30 June 2020
To better understand what working on COVID-19 during the pandemic entails, we have interviewed RECOVER project member Melanie Hoste about her role in the project and day-to-day activities.
What is your role within RECOVER/in the COVID-19 pandemic and what it entails?
Could you tell us a little bit about the project/work you’re involved in?
- The social science team is carrying out a number of qualitative studies one of which is called RECOVER-Qual. This research aims to understand the experiences of patients and healthcare professionals in primary care settings in the context of COVID-19 across 8 different European countries.
- I am currently focused on analysing patients’ experiences who present themselves in primary care with COVID-19 symptoms.
- Experiences of patients are captured via interviews. Usually these interviews are done face-to-face but because of the pandemic, we have to rely on telephone or video interviews. The interviews are done in the local language of the country before they are transcribed, translated in English, and sent to me.
- These interviews are semi-structured which means that we have a general guideline of topics that we as researchers like to ask from the interviewees rather than a strict question sheet we have to follow. In this study, the types of questions that are asked to patients involve: their experiences when consulting a GP; how they felt when they were sick; what were some of the difficulties they faced during the pandemic; how did they manage those difficulties; how they took care of themselves and their mental health, etc.
- As soon as I get the English translation of the patients’ interviews, I carry out an analytical process on the interviews called coding. Coding in social science and qualitative research basically means identifying themes and relationships that exist in the data, in this case, the interviews.

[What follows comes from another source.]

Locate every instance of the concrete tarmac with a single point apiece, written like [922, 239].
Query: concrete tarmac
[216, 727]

We usually use a software called NVivo that helps us label, map out, and organise themes and concepts, all in an effort to gain an in-depth understanding of human experiences.

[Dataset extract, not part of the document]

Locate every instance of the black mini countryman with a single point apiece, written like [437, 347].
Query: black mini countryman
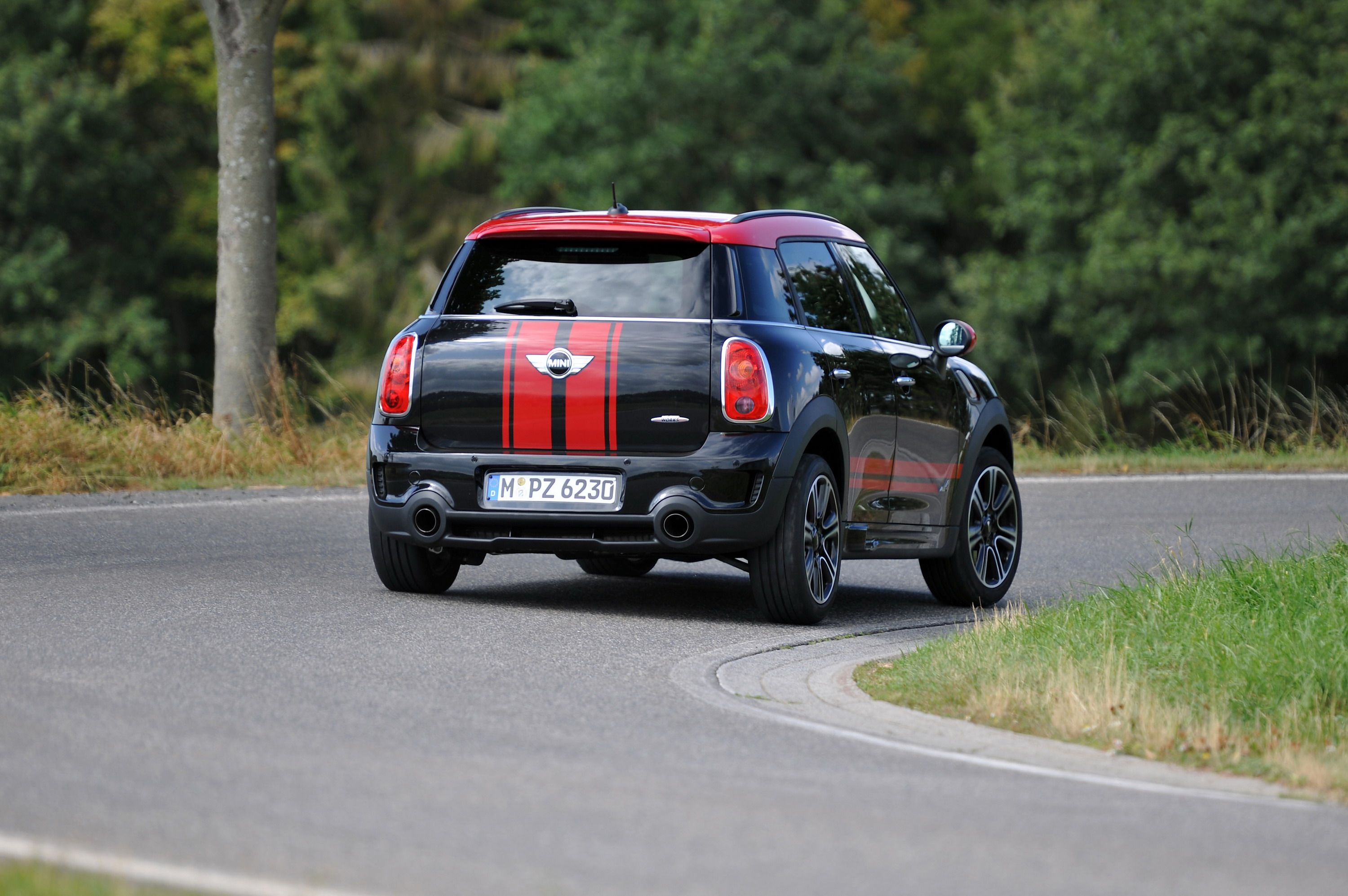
[622, 387]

In the context of COVID-19, what are some of things you’ve found easy/challenging to work with?
Easy to work with?
- People that we’re working with are helpful and willing to participate in qualitative studies.
Challenging to work with?
- The limited physical contact/in-person contact with others as qualitative research usually has that element of being able to interact with your participants.
What is the expected impact of the work you’re doing?

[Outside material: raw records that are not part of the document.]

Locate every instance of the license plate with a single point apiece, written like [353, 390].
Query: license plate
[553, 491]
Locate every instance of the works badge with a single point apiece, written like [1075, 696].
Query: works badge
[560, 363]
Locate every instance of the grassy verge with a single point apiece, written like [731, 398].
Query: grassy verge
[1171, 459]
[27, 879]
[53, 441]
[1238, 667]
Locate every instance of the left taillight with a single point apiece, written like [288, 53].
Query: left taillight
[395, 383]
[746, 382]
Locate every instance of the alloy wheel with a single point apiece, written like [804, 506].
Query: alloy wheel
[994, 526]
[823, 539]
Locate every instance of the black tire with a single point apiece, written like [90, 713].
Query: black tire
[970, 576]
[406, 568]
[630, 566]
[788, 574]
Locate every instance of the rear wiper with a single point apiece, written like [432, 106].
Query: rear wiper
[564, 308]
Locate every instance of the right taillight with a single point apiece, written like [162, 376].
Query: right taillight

- Social science research on epidemics and pandemics is multi-faceted and there are many types of elements it can research for instance: understanding human experiences and its relation to the disease, the impact it can have on behaviour, the sociocultural influences on health practices, the political and economic dimensions that come with outbreaks, to name a few.
- In this particular study, by understanding patients’ perceptions of COVID-19 from primary care, it can help inform decision makers on what patients really experience and face. In this way, for future health emergencies, they can keep in mind what has work and what didn’t work, and patients’ concerns relating to standard of care in primary care sites.
About Melanie Hoste
Melanie is a PhD Student at the department of Family Medicine and Population Health (FAMPOP) and the Laboratory of Medical Microbiology at the University of Antwerp.
Melanie studied Biochemistry and Social and Cultural Anthropology before working as a communications manager for different EU-funded projects focused on infectious diseases and coordinated at the University of Antwerp. She has an interest in medical anthropology around epidemics and pandemics and her PhD research will be focused on COVID-19 and infections in primary care. She is involved in the social science work of RECOVER where patients with COVID-19 are being interviewed from primary care on their experiences with the virus and having consultations with their primary healthcare practitioner during times of a pandemic.
Melanie is also involved in VALUE-Dx where she will be capturing experiences of patients and healthcare professionals in primary care in using diagnostics that test for respiratory infections for a clinical trial.